Catholic Cooperatives

Catholic Cooperatives April 14, 2009

I have been an advocate for cooperative economics of various kinds for some time, and for many reasons – not the least of which is that I think a culture of life will be more easily built on cooperative rather than individualist foundations in the modern world.

While it is often easy to talk about the idea, to debate its merits and problems, figuring out how to implement it is the difficulty.

I was recently reading up on the history and principles of the Mondragon, the successful group of worker-owned and run cooperatives in the Basque region of Spain, and I was both amazed and inspired at the tenacity of its founders. Starting with very little, they simply “put the word out” that they were looking for loans. In a community with high unemployment they were eventually able to raise what in today’s dollars would be about 2 million dollars.

Might a group of interested Catholics, much like those who founded the Mondragon, be able to accomplish something similar today? We may be in a recession but the conditions can hardly be worse than those faced by Fr. Arizmendiarreta in post-war Spain under Franco.

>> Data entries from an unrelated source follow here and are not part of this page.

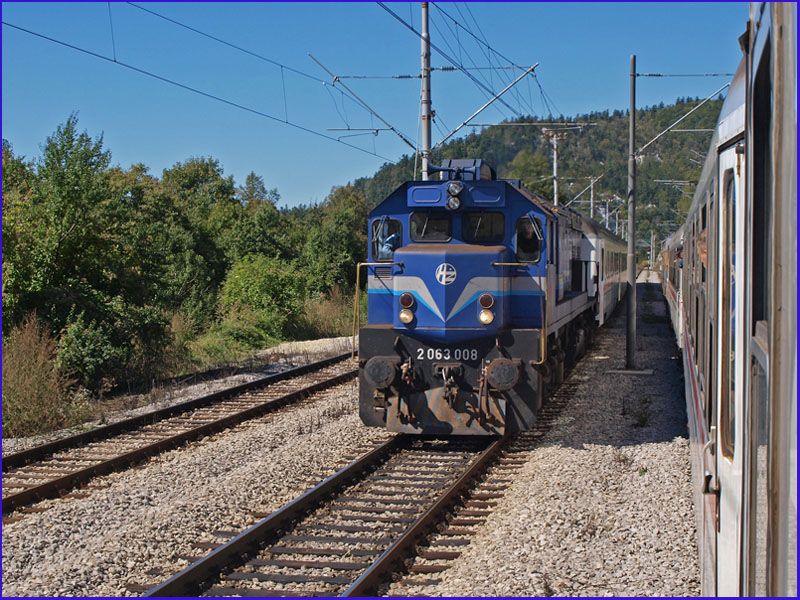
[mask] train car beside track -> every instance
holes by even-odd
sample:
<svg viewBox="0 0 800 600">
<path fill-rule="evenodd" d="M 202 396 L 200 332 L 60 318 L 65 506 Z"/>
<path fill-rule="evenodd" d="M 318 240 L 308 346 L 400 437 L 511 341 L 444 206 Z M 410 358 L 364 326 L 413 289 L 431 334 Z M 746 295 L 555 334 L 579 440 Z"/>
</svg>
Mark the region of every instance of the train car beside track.
<svg viewBox="0 0 800 600">
<path fill-rule="evenodd" d="M 796 5 L 751 4 L 687 220 L 660 261 L 704 595 L 797 593 L 795 35 Z"/>
<path fill-rule="evenodd" d="M 421 434 L 529 429 L 624 295 L 624 243 L 480 160 L 401 185 L 369 215 L 364 423 Z"/>
</svg>

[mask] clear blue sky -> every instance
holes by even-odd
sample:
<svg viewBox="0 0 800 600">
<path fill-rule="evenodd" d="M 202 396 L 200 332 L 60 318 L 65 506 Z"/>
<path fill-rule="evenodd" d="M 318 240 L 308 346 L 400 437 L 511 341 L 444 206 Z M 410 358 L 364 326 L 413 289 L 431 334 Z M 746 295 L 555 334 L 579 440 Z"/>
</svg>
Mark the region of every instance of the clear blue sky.
<svg viewBox="0 0 800 600">
<path fill-rule="evenodd" d="M 389 6 L 419 27 L 419 3 Z M 748 13 L 747 3 L 469 3 L 479 32 L 463 3 L 441 6 L 517 63 L 540 63 L 540 81 L 566 115 L 626 108 L 631 53 L 638 56 L 640 72 L 733 72 L 741 56 L 737 37 Z M 419 39 L 375 3 L 164 2 L 147 7 L 320 78 L 326 75 L 309 52 L 338 74 L 419 71 Z M 279 68 L 126 3 L 112 3 L 111 11 L 119 60 L 284 117 Z M 112 55 L 105 2 L 3 2 L 2 13 L 4 21 Z M 466 33 L 459 35 L 459 49 L 446 27 L 449 21 L 436 8 L 431 15 L 434 44 L 460 51 L 464 64 L 470 64 L 470 57 L 474 64 L 488 64 Z M 331 186 L 369 175 L 383 163 L 6 26 L 2 38 L 2 134 L 28 157 L 37 156 L 45 137 L 75 111 L 83 128 L 104 134 L 114 162 L 123 167 L 143 162 L 160 175 L 190 156 L 213 156 L 237 182 L 250 171 L 260 174 L 288 204 L 322 200 Z M 432 63 L 447 64 L 436 52 Z M 334 91 L 332 99 L 321 83 L 284 75 L 289 120 L 318 131 L 345 123 L 379 126 L 350 101 L 335 105 L 341 96 Z M 490 83 L 500 89 L 498 76 L 492 77 Z M 638 101 L 646 105 L 705 96 L 725 81 L 640 79 Z M 419 80 L 347 83 L 416 139 Z M 535 114 L 547 114 L 533 82 L 519 89 Z M 464 75 L 434 73 L 433 102 L 443 128 L 455 127 L 484 99 Z M 515 97 L 508 102 L 518 105 Z M 496 122 L 511 114 L 504 111 L 490 108 L 477 120 Z M 434 129 L 434 141 L 439 137 Z M 408 150 L 389 132 L 347 141 L 392 159 Z"/>
</svg>

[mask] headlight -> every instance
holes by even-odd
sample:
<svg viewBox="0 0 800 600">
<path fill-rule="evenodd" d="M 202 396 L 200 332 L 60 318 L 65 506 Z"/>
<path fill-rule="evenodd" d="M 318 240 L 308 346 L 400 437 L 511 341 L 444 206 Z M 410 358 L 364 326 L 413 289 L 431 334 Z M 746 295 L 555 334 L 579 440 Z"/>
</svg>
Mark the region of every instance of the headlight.
<svg viewBox="0 0 800 600">
<path fill-rule="evenodd" d="M 491 325 L 492 321 L 494 321 L 494 313 L 484 308 L 478 315 L 478 320 L 483 325 Z"/>
<path fill-rule="evenodd" d="M 461 206 L 461 199 L 458 196 L 450 196 L 447 199 L 447 208 L 450 210 L 458 210 Z"/>
<path fill-rule="evenodd" d="M 400 294 L 400 306 L 403 308 L 411 308 L 414 306 L 414 296 L 408 292 L 403 292 Z"/>
<path fill-rule="evenodd" d="M 458 196 L 461 190 L 464 189 L 464 184 L 461 181 L 453 180 L 447 184 L 447 193 L 451 196 Z"/>
<path fill-rule="evenodd" d="M 400 319 L 401 323 L 408 325 L 409 323 L 411 323 L 411 321 L 414 320 L 414 313 L 408 310 L 407 308 L 404 308 L 403 310 L 400 311 L 400 315 L 398 318 Z"/>
<path fill-rule="evenodd" d="M 481 308 L 492 308 L 494 306 L 494 296 L 491 294 L 481 294 L 481 297 L 478 298 L 478 304 L 481 305 Z"/>
</svg>

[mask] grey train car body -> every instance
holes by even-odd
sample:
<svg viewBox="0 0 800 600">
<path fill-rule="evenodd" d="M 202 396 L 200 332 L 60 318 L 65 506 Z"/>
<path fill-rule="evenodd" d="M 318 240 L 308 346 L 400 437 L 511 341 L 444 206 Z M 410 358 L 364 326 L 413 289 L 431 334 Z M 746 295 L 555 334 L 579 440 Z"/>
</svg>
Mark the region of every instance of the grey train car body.
<svg viewBox="0 0 800 600">
<path fill-rule="evenodd" d="M 797 592 L 796 5 L 751 5 L 684 225 L 682 348 L 704 595 Z"/>
</svg>

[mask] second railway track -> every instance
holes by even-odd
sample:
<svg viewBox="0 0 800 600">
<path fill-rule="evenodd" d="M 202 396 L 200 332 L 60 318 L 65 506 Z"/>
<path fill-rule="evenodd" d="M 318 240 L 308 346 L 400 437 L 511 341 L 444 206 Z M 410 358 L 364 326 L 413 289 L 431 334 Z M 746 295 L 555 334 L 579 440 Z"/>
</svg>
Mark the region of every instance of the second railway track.
<svg viewBox="0 0 800 600">
<path fill-rule="evenodd" d="M 349 381 L 357 370 L 348 357 L 309 363 L 7 455 L 3 457 L 3 515 Z"/>
</svg>

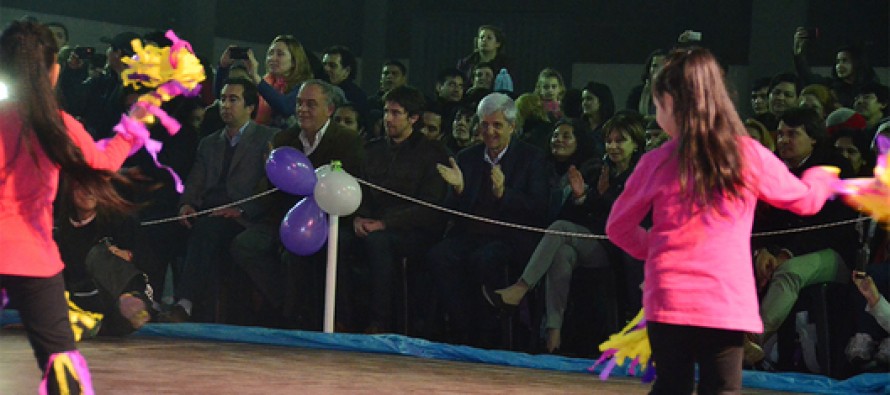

In the US, there are organizations such as the US Federation of Worker Cooperatives that offer business planning grants and loans,  giving priority to cooperatives that are likely to spawn more cooperatives. They are specifically interested in projects that might be shot down by banks or other lenders, because they might involve hiring society’s throwaways or outcasts as workers or some other potentially unprofitable act of faith in our fellow human beings.

There are other similar resources around the Web, and so I won’t list them all here. But I do want to get the ball rolling; having heard the arguments and seen the evidence that cooperatives can work, is it not time for Catholics to seriously consider what it means to be “in” but not “of” the world?

The cooperative model is organically Catholic:  greater worker ownership has been called for by several Popes over the last 120 years, the most successful cooperative in the world was founded by a Jesuit priest, cooperatives naturally foster community and a view of each worker as a human being instead of a cog in a machine.

It is possible that one might profit less from a successful cooperative than from a successful autocracy. But the call made by the Church to Catholics is different than that which is made by the world to men. There is nothing intrinsically immoral about a traditionally structured firm, where there are owners at the top, managers, then wage workers. But if there is a better alternative that more directly embodies and further promotes the Catholic vision of man and society, the common good and the universal destination of goods, how long can it be ignored?